The screen of the PA14NR Set failed to identify pilB and flgK, genes previously shown to contribute to attachment to PVC. In contrast, three other pilB mutants and three other flgK mutants from the parental MAR2xT7 library showed clear PVC attachment deficiencies. Sequencing the PA14NR Set flgK mutant revealed that it carried a transposon insertion in a different gene. As discussed above, we expect that 2.8% of the mutants in the PA14NR Set are mislabeled. In the case of the pilB nonredundant set mutant, the location of this insertion was predicted with an insertion-site default value because the transposon sequence could not be identified by the automated PATIMDB transposon sequence identification tool. Manual identification of the transposon insertion site revealed that the insertion site for the PA14NR Set mutant selected to represent the pilB gene is located 25 bp upstream of the coding sequence. It is clear from this example that alternative mutants with insertions further downstream in each coding sequence should be added to future releases of the PA14NR Set to represent this class of mutants.

Conclusion

The PA14NR Set allows scanning of the P. aeruginosa genome with only 5,459 mutants. Additional mutants from the parental library facilitates validation of PA14NR Set mutant phenotypes, and the TraSH compatibility of PA14 mutants allows screening of large numbers of mutants in pools. We have demonstrated the utility of the PA14NR Set for rapid full-genome functional studies using an established PVC attachment screen. The PA14NR Set is therefore an invaluable resource for the high-throughput functional analysis of the P. aeruginosa genome that will directly contribute to our overall understanding of prokaryotic biology.

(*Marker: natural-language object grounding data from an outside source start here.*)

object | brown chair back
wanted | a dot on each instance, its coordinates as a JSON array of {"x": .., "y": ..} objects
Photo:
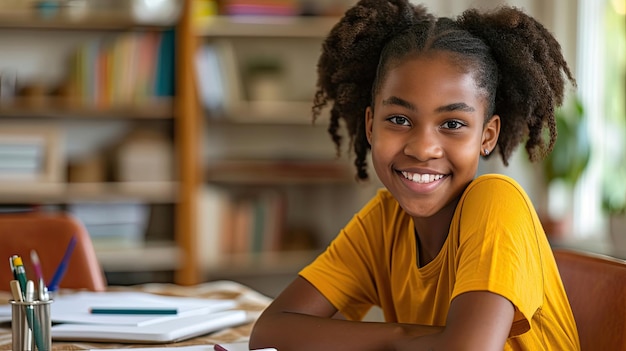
[
  {"x": 596, "y": 288},
  {"x": 49, "y": 234}
]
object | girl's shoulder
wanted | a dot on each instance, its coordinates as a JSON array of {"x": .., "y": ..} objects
[
  {"x": 495, "y": 183},
  {"x": 496, "y": 189}
]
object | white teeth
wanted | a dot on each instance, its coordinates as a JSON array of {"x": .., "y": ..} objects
[{"x": 422, "y": 178}]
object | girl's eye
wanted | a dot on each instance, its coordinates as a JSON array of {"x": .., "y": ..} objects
[
  {"x": 452, "y": 125},
  {"x": 399, "y": 120}
]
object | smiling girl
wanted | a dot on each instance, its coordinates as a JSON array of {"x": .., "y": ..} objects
[{"x": 455, "y": 261}]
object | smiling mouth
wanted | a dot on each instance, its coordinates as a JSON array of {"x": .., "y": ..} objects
[{"x": 422, "y": 178}]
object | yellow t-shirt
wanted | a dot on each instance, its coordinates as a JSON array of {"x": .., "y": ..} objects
[{"x": 495, "y": 243}]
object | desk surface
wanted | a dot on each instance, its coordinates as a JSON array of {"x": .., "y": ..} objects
[{"x": 247, "y": 299}]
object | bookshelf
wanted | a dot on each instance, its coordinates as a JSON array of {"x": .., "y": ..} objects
[
  {"x": 82, "y": 116},
  {"x": 261, "y": 142}
]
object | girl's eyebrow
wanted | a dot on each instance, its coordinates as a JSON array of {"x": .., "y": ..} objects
[
  {"x": 459, "y": 106},
  {"x": 394, "y": 100}
]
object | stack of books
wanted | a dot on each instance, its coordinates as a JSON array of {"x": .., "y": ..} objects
[
  {"x": 261, "y": 7},
  {"x": 21, "y": 157}
]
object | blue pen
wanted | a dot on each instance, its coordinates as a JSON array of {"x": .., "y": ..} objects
[
  {"x": 58, "y": 274},
  {"x": 132, "y": 310}
]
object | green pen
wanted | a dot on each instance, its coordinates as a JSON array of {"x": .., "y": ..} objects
[{"x": 28, "y": 292}]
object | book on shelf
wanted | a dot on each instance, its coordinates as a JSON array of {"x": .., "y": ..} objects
[
  {"x": 234, "y": 224},
  {"x": 131, "y": 68},
  {"x": 218, "y": 78},
  {"x": 22, "y": 157}
]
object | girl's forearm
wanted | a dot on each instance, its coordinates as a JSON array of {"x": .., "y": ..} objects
[{"x": 288, "y": 331}]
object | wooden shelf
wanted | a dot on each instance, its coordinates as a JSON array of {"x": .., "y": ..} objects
[
  {"x": 158, "y": 256},
  {"x": 48, "y": 193},
  {"x": 266, "y": 26},
  {"x": 159, "y": 108},
  {"x": 65, "y": 19},
  {"x": 251, "y": 264},
  {"x": 271, "y": 112},
  {"x": 278, "y": 172}
]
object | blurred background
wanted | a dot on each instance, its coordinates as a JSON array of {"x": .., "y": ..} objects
[{"x": 180, "y": 132}]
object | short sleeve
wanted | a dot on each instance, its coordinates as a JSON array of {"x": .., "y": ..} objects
[
  {"x": 498, "y": 247},
  {"x": 342, "y": 273}
]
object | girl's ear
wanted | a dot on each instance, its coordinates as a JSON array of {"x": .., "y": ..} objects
[
  {"x": 369, "y": 122},
  {"x": 491, "y": 132}
]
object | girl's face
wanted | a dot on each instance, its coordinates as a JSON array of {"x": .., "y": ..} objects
[{"x": 427, "y": 133}]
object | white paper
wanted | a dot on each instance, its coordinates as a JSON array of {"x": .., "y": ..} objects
[
  {"x": 173, "y": 330},
  {"x": 242, "y": 346},
  {"x": 182, "y": 348},
  {"x": 75, "y": 308}
]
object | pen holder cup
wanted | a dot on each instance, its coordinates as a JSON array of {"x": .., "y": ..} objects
[{"x": 31, "y": 324}]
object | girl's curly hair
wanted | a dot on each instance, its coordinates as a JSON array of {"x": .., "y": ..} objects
[{"x": 516, "y": 62}]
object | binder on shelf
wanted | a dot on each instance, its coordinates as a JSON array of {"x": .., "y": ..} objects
[{"x": 219, "y": 81}]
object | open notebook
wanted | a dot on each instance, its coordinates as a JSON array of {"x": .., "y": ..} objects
[{"x": 72, "y": 318}]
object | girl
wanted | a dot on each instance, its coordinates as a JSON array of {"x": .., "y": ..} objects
[{"x": 455, "y": 262}]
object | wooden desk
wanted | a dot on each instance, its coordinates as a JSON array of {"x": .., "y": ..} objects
[{"x": 247, "y": 299}]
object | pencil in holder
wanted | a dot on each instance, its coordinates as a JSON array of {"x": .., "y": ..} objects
[{"x": 30, "y": 325}]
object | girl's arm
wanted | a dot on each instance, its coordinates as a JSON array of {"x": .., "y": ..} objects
[{"x": 300, "y": 319}]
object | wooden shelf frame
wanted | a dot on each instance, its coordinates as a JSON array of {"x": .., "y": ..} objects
[
  {"x": 266, "y": 26},
  {"x": 66, "y": 19},
  {"x": 181, "y": 254},
  {"x": 161, "y": 108}
]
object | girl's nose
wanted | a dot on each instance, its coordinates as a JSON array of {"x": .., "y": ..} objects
[{"x": 423, "y": 145}]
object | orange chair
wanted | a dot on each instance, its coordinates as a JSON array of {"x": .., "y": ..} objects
[
  {"x": 596, "y": 288},
  {"x": 49, "y": 234}
]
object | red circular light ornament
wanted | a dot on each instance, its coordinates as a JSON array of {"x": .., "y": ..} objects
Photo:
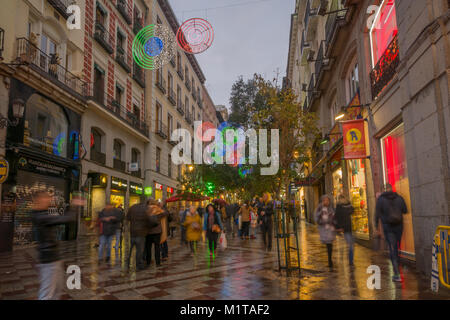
[{"x": 195, "y": 35}]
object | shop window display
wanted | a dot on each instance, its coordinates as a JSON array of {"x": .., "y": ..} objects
[{"x": 358, "y": 197}]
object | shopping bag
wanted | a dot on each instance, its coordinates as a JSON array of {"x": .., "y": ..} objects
[{"x": 223, "y": 241}]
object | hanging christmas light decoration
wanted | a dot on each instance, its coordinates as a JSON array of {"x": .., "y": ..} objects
[
  {"x": 195, "y": 36},
  {"x": 154, "y": 46}
]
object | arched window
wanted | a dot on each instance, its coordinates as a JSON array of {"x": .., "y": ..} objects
[{"x": 47, "y": 125}]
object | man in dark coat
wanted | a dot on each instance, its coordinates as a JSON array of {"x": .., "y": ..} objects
[
  {"x": 390, "y": 209},
  {"x": 140, "y": 223}
]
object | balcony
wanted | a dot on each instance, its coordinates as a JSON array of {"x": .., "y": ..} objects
[
  {"x": 161, "y": 129},
  {"x": 49, "y": 67},
  {"x": 161, "y": 84},
  {"x": 137, "y": 25},
  {"x": 98, "y": 157},
  {"x": 138, "y": 75},
  {"x": 137, "y": 174},
  {"x": 385, "y": 69},
  {"x": 114, "y": 107},
  {"x": 103, "y": 37},
  {"x": 125, "y": 10},
  {"x": 180, "y": 108},
  {"x": 171, "y": 96},
  {"x": 119, "y": 165},
  {"x": 61, "y": 6},
  {"x": 122, "y": 59},
  {"x": 188, "y": 84}
]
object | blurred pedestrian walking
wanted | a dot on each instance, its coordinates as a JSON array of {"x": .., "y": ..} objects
[
  {"x": 390, "y": 209},
  {"x": 51, "y": 268},
  {"x": 344, "y": 211},
  {"x": 326, "y": 220},
  {"x": 193, "y": 227},
  {"x": 213, "y": 227}
]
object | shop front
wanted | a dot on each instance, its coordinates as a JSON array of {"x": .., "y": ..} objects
[
  {"x": 118, "y": 194},
  {"x": 395, "y": 173},
  {"x": 136, "y": 192},
  {"x": 43, "y": 153}
]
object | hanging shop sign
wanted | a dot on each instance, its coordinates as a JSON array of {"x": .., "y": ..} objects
[
  {"x": 136, "y": 188},
  {"x": 119, "y": 184},
  {"x": 4, "y": 170},
  {"x": 354, "y": 140}
]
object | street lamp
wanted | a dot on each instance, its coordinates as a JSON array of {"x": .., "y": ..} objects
[{"x": 18, "y": 111}]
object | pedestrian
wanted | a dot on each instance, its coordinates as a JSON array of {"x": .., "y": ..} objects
[
  {"x": 213, "y": 227},
  {"x": 165, "y": 221},
  {"x": 325, "y": 218},
  {"x": 244, "y": 213},
  {"x": 265, "y": 212},
  {"x": 50, "y": 266},
  {"x": 141, "y": 221},
  {"x": 193, "y": 227},
  {"x": 119, "y": 225},
  {"x": 154, "y": 234},
  {"x": 107, "y": 223},
  {"x": 344, "y": 211},
  {"x": 390, "y": 209}
]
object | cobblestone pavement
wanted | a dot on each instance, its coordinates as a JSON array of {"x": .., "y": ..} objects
[{"x": 243, "y": 271}]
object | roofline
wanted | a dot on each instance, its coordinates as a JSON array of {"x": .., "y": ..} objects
[{"x": 172, "y": 19}]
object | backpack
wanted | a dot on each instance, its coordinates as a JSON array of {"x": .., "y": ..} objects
[{"x": 395, "y": 215}]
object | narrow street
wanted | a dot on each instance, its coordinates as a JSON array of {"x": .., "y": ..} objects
[{"x": 243, "y": 271}]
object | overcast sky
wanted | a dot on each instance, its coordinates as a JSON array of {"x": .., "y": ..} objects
[{"x": 250, "y": 38}]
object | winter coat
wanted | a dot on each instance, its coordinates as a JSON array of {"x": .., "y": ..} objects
[
  {"x": 108, "y": 228},
  {"x": 45, "y": 226},
  {"x": 193, "y": 225},
  {"x": 326, "y": 224},
  {"x": 344, "y": 217},
  {"x": 140, "y": 221},
  {"x": 386, "y": 202}
]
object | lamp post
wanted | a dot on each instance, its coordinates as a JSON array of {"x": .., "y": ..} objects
[{"x": 18, "y": 111}]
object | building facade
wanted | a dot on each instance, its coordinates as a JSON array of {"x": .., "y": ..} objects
[{"x": 385, "y": 62}]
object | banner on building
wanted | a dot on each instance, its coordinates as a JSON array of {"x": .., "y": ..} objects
[{"x": 354, "y": 140}]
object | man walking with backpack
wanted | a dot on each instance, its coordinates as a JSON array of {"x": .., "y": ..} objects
[{"x": 390, "y": 209}]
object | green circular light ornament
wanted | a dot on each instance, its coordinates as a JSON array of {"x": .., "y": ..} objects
[{"x": 154, "y": 46}]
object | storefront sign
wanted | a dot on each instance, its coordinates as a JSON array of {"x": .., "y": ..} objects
[
  {"x": 119, "y": 184},
  {"x": 136, "y": 188},
  {"x": 4, "y": 170},
  {"x": 354, "y": 140}
]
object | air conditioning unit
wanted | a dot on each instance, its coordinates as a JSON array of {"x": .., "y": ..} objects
[{"x": 133, "y": 167}]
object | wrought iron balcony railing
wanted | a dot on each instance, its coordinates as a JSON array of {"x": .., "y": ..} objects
[
  {"x": 103, "y": 37},
  {"x": 171, "y": 96},
  {"x": 385, "y": 69},
  {"x": 49, "y": 66},
  {"x": 122, "y": 59},
  {"x": 61, "y": 6},
  {"x": 161, "y": 129},
  {"x": 98, "y": 156},
  {"x": 114, "y": 107},
  {"x": 138, "y": 74},
  {"x": 125, "y": 10},
  {"x": 161, "y": 84}
]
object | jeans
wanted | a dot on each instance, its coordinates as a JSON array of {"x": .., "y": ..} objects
[
  {"x": 164, "y": 250},
  {"x": 393, "y": 235},
  {"x": 118, "y": 244},
  {"x": 149, "y": 241},
  {"x": 51, "y": 277},
  {"x": 348, "y": 236},
  {"x": 105, "y": 241}
]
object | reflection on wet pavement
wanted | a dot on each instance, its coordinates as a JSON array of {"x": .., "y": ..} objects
[{"x": 243, "y": 271}]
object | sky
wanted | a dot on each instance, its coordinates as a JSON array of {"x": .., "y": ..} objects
[{"x": 251, "y": 36}]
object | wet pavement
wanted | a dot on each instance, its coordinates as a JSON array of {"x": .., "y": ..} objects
[{"x": 243, "y": 271}]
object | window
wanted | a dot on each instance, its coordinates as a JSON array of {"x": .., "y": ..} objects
[
  {"x": 117, "y": 150},
  {"x": 384, "y": 30},
  {"x": 158, "y": 160}
]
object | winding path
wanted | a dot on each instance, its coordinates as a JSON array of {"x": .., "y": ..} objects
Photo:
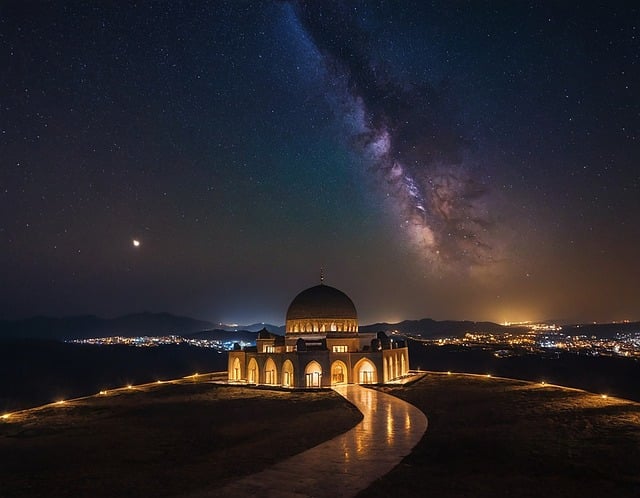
[{"x": 348, "y": 463}]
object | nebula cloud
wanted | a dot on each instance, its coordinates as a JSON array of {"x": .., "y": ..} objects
[{"x": 408, "y": 134}]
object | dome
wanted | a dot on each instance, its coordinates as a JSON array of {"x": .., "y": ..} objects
[{"x": 321, "y": 302}]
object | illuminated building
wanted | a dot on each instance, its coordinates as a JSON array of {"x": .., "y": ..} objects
[{"x": 321, "y": 347}]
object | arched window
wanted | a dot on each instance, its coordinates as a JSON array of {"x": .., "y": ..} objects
[
  {"x": 338, "y": 373},
  {"x": 270, "y": 372},
  {"x": 313, "y": 374},
  {"x": 365, "y": 372},
  {"x": 252, "y": 372},
  {"x": 287, "y": 374},
  {"x": 236, "y": 372}
]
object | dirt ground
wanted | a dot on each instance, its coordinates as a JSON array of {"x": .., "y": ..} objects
[
  {"x": 487, "y": 437},
  {"x": 491, "y": 437},
  {"x": 163, "y": 440}
]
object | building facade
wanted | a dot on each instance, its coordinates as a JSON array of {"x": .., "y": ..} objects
[{"x": 321, "y": 348}]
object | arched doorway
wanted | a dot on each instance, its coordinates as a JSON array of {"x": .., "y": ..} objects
[
  {"x": 313, "y": 374},
  {"x": 236, "y": 372},
  {"x": 270, "y": 372},
  {"x": 287, "y": 374},
  {"x": 338, "y": 373},
  {"x": 252, "y": 372},
  {"x": 365, "y": 372}
]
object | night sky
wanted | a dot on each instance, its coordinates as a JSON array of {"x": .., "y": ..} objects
[{"x": 454, "y": 160}]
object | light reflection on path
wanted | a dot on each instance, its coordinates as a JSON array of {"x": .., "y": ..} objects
[{"x": 347, "y": 463}]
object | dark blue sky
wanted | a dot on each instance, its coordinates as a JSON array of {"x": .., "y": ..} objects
[{"x": 462, "y": 160}]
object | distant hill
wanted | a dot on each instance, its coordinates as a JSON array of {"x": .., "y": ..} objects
[
  {"x": 428, "y": 328},
  {"x": 224, "y": 335},
  {"x": 154, "y": 324},
  {"x": 254, "y": 327},
  {"x": 80, "y": 327}
]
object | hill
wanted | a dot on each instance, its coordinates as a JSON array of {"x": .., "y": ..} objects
[
  {"x": 428, "y": 328},
  {"x": 82, "y": 327}
]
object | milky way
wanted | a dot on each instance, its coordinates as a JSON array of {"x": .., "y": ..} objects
[{"x": 408, "y": 133}]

The PA14 transposon insertion library (and its accompanying database, PATIMDB) is a powerful complement to the previously described PAO1 transposon library. The availability of both libraries allows verification of phenotypes by examining strains with the orthologous (or comparable) gene disrupted in both collections. An alternate transposon (the mariner-based MAR2xT7 in PA14 rather than the Tn5-based IsphoA/hah and IslacZ/hah in PAO1) was chosen to increase the chances of generating insertions in loci not represented in the PAO1 library due to transpositional cold spots. Indeed, approximately half (273 of 608) of the PA14/PAO1 orthologs not represented in the PAO1 library were disrupted in the PA14 collection. By combining information from both PAO1 and PA14 insertion libraries, we have arrived at a list of 335 putative essential genes in P. aeruginosa.

Methods

Bacterial Strains.

Transposon insertion mutants were generated in wild-type P. aeruginosa strain PA14 (19) and in two PA14 derivatives, ΔexoU and ΔexoUspcU. PA14 ΔexoU contains a 2-kb deletion of exoU, but the deletion is not in frame, and a newly generated stop codon may alter expression of the downstream gene spcU (28). PA14 ΔexoUspcU contains a 2.41-kb in-frame deletion encompassing the adjacent PA14 genes exoU and spcU, which are in the same operon.

MAR2xT7.

The majority of the PA14 mutants were created with the TraSH-compatible transposon MAR2xT7, an engineered derivative of the Himar1 transposon (23, 24) carried on the suicide plasmid pMAR2xT7 that was propagated in the pir+ Escherichia coli strain MC4100.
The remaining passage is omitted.